Almanya’ya bu yıl Ocak ayından Kasım sonuna kadarki dönemde yapılan ilk iltica başvurularının sayısı geçen yılın aynı dönemine göre yüzde 60,3’lük artışla 304 bin 581 oldu. Kasım ayında ise toplam 37 bin 140 başvuruyla bu yılki en yüksek rakam kaydedildi.
Alman Federal Göç ve Mülteciler Dairesinin (BAMF) bugün açıkladığı istatistiklere göre iltica başvurularında Suriye vatandaşları başı çekerken Suriye’yi Türkiye ve Afganistan’dan yapılan başvurular izledi.
İstatistiklere göre bu yıl Kasım ayı sonuna kadar Türkiye’den 55 bin 354’ü ilk başvuru olmak üzere toplam 56 bin 673 iltica başvurusu yapıldı. Sadece Kasım ayında Suriye’den 11 bin 489, Türkiye’den 10 bin 132 ve Afganistan’dan 3 bin 875 yeni başvuru yapıldı.
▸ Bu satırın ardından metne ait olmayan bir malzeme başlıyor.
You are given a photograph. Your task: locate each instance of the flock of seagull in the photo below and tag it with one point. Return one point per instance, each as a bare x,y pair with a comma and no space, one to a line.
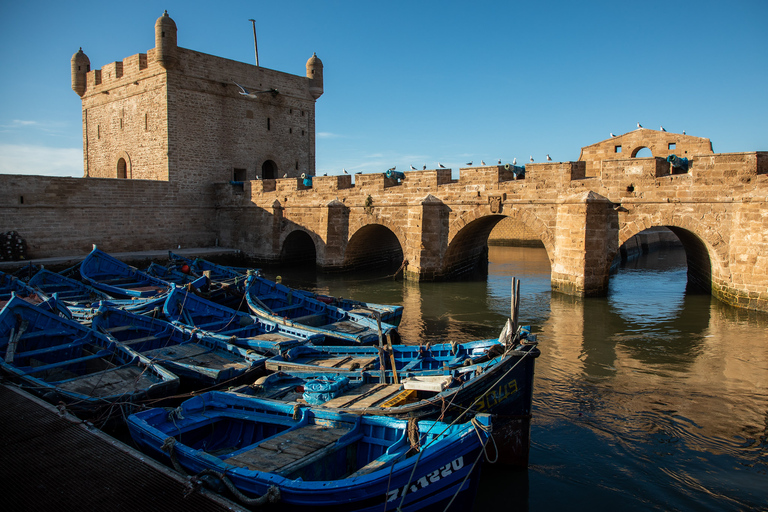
469,164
Lindholz: NATO müttefiki ve AB adayı için kabul edilemez
BAMF’nin verileri, son dönemde Alman siyasetinde Türkiye’den hızla artan iltica başvuruları konusunda yaşanan tartışmaları da alevlendirdi. Hristiyan Sosyal Birlik (CSU) partisinin meclis grup başkanvekili Andrea Lindholz, “Bu tür bir gelişme bir NATO müttefiki ve AB üyeliğine aday bir ülke için kabul edilebilir değildir” diyerek koalisyon hükümetini Türkiye’den iltica başvuruları konusunda ihmalcilikle suçladı.
CSU’lu politikacı, kısa süre önce Türk vatandaşlarının iltica başvurularındaki artışın olası nedenleriyle ilgili bir soru önergesi vermiş, İçişleri Bakanlığı da bunun “Türkiye’deki durum ve Almanya’ya gelen Türk vatandaşlarının bireysel koşullarıyla” ilgili olabileceği tahminini dile getirmişti.
CDU’dan “turbo vatandaşlık” tepkisi
Ana muhalefet partisi Hristiyan Demokrat Birlik’in (CDU) meclis grubu iç politika sözcüsü Alexander Throm da hükümetin göç politikasını eleştirerek “Koalisyon hükümeti göç politikalarındaki paradigma değişiminde diretmekle kalmıyor, şimdi bir de Federal Meclis’ten turbo vatandaşlığı geçirmeye çalışıyor” tepkisinde bulundu.
Almanya’da koalisyon hükümetinin hazırladığı yasa tasarısı, Almanya’da yaşayan yabancıların Alman vatandaşlığına geçişini kolaylaştırmanın yanı sıra nitelikli iş gücü göçü önündeki engellerin azaltılmasını ve çifte vatandaşlığın mümkün kılınmasını öngörüyor.